Following the UK and US bans on the carriage of large electronic devices in cabin from specific airports/ countries, AACO emphasizes that our main commitment continues to be for safe and secure travel and we believe that governments have the right to invoke measures when a clear security threat arises. Yet we strongly believe that governments need to be aware of the threat and guidelines need to be developed and put in place in order to avoid the proliferation of the threat to locations not yet identified and avoid also inconvenience to passengers and to bring back normalcy to the process of air transport.

Having that commitment and belief in mind, AACO communicated last Monday with ICAO, IATA and the Arab Civil Aviation Commission (ACAC), in addition to individual affected governments by the ban, whereby we, first, urged ICAO to gather the relevant states to the ban with the objective to develop measures that will help restore normalcy to the transport process while simultaneously shield air transport from emerging threats.

Second, we urged ICAO to seek clarification and guidance from the US and UK authorities on the nature of the threat that prompted the ban and to involve all the authorities concerned to put in place measures to prevent the exposure of air transport to such threats.
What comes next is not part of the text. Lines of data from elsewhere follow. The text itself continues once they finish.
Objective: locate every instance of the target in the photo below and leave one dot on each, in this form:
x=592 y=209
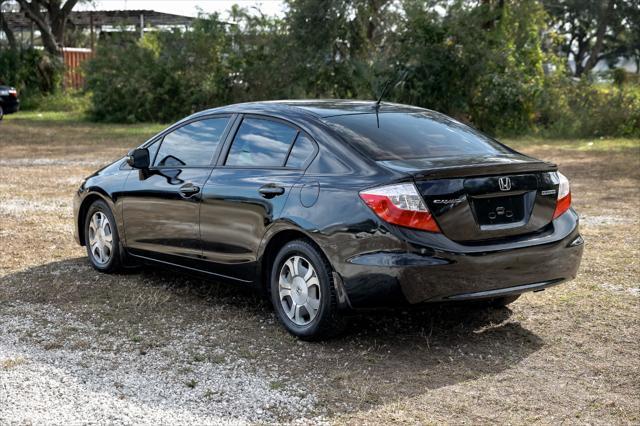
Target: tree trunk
x=52 y=25
x=605 y=16
x=33 y=11
x=11 y=38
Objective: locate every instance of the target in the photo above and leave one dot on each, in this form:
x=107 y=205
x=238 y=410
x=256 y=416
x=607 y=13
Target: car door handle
x=189 y=189
x=271 y=190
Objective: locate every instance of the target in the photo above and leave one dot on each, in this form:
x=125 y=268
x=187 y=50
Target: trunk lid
x=479 y=198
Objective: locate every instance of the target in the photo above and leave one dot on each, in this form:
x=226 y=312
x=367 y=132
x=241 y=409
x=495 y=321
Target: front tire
x=302 y=291
x=102 y=239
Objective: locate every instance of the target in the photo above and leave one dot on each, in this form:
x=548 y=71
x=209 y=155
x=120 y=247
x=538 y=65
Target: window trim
x=234 y=131
x=216 y=153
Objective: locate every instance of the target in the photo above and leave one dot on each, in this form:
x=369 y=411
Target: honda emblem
x=505 y=184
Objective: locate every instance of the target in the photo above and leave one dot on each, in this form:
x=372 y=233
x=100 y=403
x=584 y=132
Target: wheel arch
x=274 y=240
x=87 y=201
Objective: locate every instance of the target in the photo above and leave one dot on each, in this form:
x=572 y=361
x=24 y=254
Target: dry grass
x=569 y=354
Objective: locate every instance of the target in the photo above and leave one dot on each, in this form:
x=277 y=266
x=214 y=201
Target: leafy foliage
x=494 y=64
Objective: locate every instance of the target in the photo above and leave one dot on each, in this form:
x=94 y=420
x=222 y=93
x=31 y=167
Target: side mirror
x=138 y=158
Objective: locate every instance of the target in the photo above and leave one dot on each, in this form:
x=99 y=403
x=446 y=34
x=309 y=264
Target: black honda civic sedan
x=334 y=205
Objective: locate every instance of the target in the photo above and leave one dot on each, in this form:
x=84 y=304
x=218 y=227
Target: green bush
x=31 y=71
x=584 y=109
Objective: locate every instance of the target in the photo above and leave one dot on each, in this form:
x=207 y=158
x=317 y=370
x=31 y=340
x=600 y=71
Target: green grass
x=589 y=144
x=66 y=119
x=144 y=130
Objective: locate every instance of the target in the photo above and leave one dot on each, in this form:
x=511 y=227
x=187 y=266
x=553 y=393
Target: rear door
x=161 y=206
x=248 y=189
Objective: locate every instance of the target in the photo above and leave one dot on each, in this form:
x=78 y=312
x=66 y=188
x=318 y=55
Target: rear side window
x=302 y=149
x=412 y=135
x=192 y=145
x=261 y=143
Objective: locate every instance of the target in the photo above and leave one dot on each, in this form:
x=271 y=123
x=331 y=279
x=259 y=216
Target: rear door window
x=192 y=145
x=406 y=136
x=302 y=149
x=261 y=143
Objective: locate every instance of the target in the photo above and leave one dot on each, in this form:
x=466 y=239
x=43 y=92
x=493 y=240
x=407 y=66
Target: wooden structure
x=99 y=20
x=95 y=22
x=73 y=59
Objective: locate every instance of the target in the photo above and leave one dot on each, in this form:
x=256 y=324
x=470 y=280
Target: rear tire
x=303 y=292
x=102 y=239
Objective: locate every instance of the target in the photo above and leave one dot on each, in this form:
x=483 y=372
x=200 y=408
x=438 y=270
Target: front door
x=161 y=206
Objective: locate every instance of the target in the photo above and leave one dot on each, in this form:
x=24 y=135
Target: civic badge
x=505 y=184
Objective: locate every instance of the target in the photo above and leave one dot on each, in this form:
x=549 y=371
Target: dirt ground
x=154 y=345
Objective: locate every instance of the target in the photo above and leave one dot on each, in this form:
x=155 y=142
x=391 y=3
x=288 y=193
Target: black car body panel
x=228 y=227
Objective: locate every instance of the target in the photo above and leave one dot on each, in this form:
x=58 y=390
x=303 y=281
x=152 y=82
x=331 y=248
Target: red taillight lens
x=401 y=205
x=564 y=196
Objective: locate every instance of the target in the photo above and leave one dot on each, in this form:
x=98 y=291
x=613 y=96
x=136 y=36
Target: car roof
x=320 y=108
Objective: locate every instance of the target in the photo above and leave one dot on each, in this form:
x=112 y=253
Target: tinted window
x=261 y=143
x=153 y=149
x=413 y=135
x=191 y=145
x=301 y=151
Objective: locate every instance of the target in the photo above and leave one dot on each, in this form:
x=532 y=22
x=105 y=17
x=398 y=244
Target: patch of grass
x=276 y=385
x=12 y=362
x=199 y=358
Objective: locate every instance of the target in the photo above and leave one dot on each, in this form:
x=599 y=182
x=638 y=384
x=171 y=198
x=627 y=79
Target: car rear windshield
x=412 y=135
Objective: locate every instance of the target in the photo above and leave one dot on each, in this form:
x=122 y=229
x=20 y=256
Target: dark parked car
x=9 y=102
x=334 y=205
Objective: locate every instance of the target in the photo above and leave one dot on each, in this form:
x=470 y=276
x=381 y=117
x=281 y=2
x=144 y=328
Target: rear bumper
x=428 y=274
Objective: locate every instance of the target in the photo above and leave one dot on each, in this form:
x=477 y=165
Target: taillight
x=564 y=196
x=400 y=204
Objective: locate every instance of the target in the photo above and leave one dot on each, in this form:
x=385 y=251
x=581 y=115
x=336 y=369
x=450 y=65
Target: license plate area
x=499 y=210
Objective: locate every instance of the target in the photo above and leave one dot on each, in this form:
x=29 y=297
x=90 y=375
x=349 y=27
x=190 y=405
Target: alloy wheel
x=299 y=290
x=100 y=238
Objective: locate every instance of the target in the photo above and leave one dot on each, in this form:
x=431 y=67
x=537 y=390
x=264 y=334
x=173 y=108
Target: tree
x=50 y=16
x=594 y=30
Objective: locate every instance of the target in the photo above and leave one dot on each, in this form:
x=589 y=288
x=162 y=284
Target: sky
x=187 y=8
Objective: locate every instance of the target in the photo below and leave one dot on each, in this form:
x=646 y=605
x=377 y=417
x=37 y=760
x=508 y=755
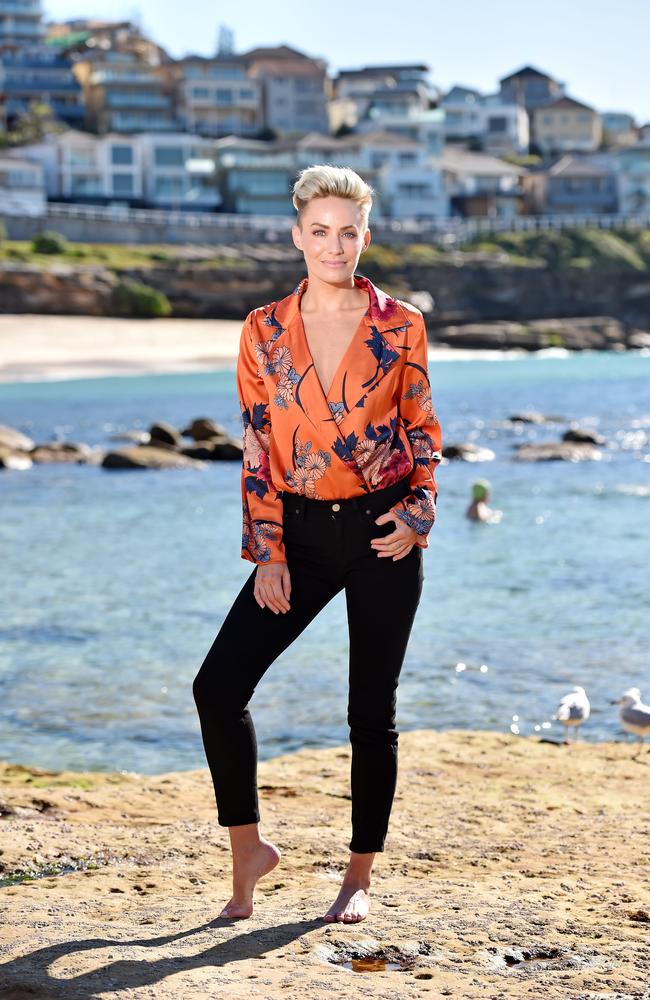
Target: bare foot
x=351 y=905
x=248 y=867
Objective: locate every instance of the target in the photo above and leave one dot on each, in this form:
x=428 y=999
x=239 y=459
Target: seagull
x=634 y=715
x=573 y=710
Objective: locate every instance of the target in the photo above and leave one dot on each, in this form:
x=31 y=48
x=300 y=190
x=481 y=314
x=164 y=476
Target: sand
x=514 y=867
x=36 y=348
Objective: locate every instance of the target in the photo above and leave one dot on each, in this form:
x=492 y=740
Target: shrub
x=134 y=298
x=49 y=242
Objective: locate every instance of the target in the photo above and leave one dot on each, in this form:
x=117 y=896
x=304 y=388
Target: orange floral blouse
x=375 y=426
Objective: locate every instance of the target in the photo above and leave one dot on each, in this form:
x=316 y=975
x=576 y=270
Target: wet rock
x=139 y=437
x=217 y=449
x=203 y=429
x=533 y=417
x=165 y=433
x=582 y=435
x=148 y=457
x=639 y=339
x=11 y=438
x=466 y=451
x=567 y=451
x=61 y=451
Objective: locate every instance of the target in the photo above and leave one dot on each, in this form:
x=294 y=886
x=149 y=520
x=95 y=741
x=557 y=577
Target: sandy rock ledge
x=514 y=867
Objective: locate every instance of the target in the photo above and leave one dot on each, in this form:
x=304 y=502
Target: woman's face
x=332 y=237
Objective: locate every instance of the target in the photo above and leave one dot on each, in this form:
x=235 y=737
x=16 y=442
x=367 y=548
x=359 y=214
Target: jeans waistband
x=377 y=501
We also sought ,through ICAO, from the states invoking the ban to clarify what are the measures that the countries which are not affected by the ban are taking so that the countries affected by it can implement and mitigate the new threat.

Third, we communicated with ACAC to as well urge and support ICAO in developing such measures.

AACO also communicated with the affected Arab Civil Aviation Authorities to work through the relevant ICAO panels and the ICAO Council to address the relevant root causes of the new threats that led to the ban and issue standards to mitigate those threats on the global level.

We understand that there are many questions that can be raised about the coherence of how this ban was introduced differently by the invoking states, but it’s not up to AACO to question that coherence; it’s up to the governments and their global organization, ICAO, to address them and see how this new perceived threat can be mitigated.